1
$\begingroup$

I have 10 years time series of daily precipitation and temperature data (3652 records) as given below:

Date Precipitation(mm) Temperature (°C)
01.01.2010 20 12
02.01.2010 5 6
03.01.2010 0 9
... ... ...
01.01.2011 32 15
02.01.2011 0 02
... ... ...

so on.

These timeseries data will have autocorrelation due to seasonal cyclic variation of temperature and precipitation. The degrees of freedom will be different from (n-2). I have calculated the correlation coefficient between the series. However, for significance test I want to calculate the effective degrees of freedom.
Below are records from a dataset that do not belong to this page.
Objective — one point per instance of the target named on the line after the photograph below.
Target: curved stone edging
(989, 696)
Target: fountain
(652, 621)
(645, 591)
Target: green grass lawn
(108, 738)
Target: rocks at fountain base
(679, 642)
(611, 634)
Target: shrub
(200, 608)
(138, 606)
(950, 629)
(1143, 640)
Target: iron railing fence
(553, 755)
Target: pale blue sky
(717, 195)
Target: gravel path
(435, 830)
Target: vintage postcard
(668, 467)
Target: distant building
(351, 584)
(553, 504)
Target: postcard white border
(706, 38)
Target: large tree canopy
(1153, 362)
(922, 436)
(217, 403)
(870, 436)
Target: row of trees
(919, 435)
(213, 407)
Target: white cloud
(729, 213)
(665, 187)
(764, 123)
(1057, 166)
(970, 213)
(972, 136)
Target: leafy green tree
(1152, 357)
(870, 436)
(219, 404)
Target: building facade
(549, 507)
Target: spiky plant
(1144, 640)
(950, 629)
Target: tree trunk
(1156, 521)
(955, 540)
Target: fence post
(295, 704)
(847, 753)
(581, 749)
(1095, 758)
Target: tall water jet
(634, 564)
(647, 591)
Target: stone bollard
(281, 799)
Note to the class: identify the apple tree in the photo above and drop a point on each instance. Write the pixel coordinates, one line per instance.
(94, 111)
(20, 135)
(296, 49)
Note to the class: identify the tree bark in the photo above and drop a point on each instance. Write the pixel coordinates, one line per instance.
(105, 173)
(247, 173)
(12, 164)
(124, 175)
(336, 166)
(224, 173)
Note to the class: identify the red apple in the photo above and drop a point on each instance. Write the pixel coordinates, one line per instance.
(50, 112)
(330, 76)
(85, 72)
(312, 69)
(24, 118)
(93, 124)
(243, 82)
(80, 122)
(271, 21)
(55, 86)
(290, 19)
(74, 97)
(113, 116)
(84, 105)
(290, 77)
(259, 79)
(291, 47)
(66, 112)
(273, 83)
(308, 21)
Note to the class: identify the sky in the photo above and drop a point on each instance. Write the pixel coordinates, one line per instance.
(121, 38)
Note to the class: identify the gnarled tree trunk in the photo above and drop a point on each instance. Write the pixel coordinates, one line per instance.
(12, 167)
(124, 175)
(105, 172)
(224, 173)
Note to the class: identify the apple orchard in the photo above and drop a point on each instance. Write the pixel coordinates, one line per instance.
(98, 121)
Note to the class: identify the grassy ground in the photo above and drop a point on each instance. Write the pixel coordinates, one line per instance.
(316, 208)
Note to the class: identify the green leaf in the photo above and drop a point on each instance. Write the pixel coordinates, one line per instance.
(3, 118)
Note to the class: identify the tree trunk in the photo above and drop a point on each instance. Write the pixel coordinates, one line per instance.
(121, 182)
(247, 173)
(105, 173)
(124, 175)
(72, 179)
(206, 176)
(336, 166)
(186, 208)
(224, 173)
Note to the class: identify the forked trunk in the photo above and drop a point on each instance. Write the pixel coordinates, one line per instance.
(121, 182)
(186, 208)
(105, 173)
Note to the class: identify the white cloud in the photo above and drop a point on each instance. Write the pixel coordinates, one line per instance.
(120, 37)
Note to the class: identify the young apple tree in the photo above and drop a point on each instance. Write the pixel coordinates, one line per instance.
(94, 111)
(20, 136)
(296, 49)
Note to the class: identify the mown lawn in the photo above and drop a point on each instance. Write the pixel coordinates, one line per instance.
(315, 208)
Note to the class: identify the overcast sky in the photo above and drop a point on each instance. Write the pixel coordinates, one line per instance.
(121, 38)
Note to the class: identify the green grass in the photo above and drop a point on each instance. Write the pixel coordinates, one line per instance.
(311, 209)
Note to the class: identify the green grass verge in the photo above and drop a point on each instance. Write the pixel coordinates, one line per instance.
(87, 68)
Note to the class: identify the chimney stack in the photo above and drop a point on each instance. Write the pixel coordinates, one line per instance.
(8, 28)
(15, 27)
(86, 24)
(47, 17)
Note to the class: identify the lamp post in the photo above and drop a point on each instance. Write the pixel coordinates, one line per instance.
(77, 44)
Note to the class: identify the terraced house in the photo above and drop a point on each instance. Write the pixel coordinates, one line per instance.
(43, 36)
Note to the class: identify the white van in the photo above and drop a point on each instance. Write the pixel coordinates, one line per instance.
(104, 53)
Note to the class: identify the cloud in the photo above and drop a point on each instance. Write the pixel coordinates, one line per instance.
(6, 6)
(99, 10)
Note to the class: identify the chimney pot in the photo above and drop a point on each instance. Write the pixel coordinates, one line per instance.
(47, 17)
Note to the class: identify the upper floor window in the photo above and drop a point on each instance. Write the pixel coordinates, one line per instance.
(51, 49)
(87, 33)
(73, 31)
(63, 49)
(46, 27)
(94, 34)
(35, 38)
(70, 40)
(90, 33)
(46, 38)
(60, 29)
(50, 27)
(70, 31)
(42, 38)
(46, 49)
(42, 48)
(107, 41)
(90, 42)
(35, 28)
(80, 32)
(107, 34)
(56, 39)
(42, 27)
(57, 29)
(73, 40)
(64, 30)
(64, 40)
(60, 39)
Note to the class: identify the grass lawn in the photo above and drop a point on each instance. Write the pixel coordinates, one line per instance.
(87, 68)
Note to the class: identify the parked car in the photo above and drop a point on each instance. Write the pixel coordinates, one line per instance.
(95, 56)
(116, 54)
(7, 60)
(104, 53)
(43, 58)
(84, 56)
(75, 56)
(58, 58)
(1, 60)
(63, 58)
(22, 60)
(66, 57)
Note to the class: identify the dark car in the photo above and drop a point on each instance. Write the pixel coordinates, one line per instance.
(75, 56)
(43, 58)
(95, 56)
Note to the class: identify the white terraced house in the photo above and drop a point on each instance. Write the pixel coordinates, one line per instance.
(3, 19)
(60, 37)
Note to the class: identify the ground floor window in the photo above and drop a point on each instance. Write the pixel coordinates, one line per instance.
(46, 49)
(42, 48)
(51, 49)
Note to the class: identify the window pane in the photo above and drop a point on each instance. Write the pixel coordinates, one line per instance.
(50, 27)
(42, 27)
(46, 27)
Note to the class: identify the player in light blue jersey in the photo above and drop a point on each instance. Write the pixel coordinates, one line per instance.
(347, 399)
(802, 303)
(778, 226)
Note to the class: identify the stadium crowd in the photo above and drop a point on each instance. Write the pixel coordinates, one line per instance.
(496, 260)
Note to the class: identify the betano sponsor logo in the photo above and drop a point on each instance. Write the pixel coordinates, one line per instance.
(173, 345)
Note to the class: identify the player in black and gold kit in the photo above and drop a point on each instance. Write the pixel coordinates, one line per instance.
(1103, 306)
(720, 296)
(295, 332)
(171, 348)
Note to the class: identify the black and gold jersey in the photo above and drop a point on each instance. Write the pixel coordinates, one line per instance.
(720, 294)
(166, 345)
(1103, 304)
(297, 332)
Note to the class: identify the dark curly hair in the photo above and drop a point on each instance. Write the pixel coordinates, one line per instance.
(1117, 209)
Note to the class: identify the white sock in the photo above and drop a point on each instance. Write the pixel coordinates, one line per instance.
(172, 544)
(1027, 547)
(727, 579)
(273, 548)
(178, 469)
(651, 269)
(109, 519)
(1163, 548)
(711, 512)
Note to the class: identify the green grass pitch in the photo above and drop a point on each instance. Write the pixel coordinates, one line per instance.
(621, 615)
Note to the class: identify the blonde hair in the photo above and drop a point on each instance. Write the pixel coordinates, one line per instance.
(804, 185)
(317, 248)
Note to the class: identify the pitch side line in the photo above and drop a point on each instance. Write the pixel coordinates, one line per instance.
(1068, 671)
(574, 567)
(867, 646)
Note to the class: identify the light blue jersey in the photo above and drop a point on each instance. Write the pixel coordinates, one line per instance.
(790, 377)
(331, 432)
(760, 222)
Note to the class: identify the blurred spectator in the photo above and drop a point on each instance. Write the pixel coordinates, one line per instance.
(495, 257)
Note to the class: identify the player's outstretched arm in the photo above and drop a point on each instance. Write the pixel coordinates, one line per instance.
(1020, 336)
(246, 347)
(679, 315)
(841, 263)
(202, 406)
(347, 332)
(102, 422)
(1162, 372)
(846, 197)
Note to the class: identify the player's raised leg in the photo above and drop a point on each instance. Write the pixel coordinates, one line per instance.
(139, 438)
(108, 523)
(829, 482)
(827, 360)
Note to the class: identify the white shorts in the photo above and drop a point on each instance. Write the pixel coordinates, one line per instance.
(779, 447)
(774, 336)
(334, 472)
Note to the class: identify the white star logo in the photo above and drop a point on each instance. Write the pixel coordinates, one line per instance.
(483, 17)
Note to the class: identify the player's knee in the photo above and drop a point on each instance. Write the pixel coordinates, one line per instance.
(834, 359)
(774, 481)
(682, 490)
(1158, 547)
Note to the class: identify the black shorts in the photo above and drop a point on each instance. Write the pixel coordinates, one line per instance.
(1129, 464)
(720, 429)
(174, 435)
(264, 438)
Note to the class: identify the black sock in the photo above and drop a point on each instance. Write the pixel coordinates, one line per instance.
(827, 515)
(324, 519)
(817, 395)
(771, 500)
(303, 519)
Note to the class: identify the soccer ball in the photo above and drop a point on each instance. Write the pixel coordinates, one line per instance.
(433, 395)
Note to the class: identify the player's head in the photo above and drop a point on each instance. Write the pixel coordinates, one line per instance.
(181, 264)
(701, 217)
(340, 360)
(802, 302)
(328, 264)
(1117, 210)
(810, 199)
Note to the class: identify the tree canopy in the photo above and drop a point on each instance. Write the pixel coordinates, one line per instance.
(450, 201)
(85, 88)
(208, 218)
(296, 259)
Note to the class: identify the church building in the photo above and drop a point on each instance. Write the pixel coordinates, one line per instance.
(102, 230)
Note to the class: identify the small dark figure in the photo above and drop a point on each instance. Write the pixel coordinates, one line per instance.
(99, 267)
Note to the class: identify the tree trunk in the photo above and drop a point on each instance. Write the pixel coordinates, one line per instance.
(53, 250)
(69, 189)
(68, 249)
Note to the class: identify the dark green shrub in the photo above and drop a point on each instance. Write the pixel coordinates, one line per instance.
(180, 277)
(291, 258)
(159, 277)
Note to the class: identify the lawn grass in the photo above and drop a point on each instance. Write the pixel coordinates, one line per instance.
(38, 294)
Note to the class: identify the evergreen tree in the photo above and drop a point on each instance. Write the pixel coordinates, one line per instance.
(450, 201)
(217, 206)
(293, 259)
How to calculate the effective number of degrees of freedom for this data?

I have tried going through a few research articles (Bretherton et. al., 1999; Wang,1999) but not able to figure out how to calculate effective degrees of freedom as I am new in this field and required simplified explanation. I will be thankful if someone could suggest some software/tools to for such analysis.

In northern hemisphere the temperature is low in January and starts increasing from February. Temp remain high in summer and starts decreasing from Autumn. It shows a cyclic fluctuations (decorrelation time of less than a year) if multiple years are considered. This will reduce the effective sample size and I want to find the effective degrees of freedom. I have calculated the Pearson correlation between two series(temp and precipitation) and found high correlation. The scattered plot is shown below. I am proposing to use Student's t test for significance testing. I just want to test this hypothesis and don't want to use it for forecast. I have averaged the data from multiple nearby locations so not worried about spatial degrees of freedom.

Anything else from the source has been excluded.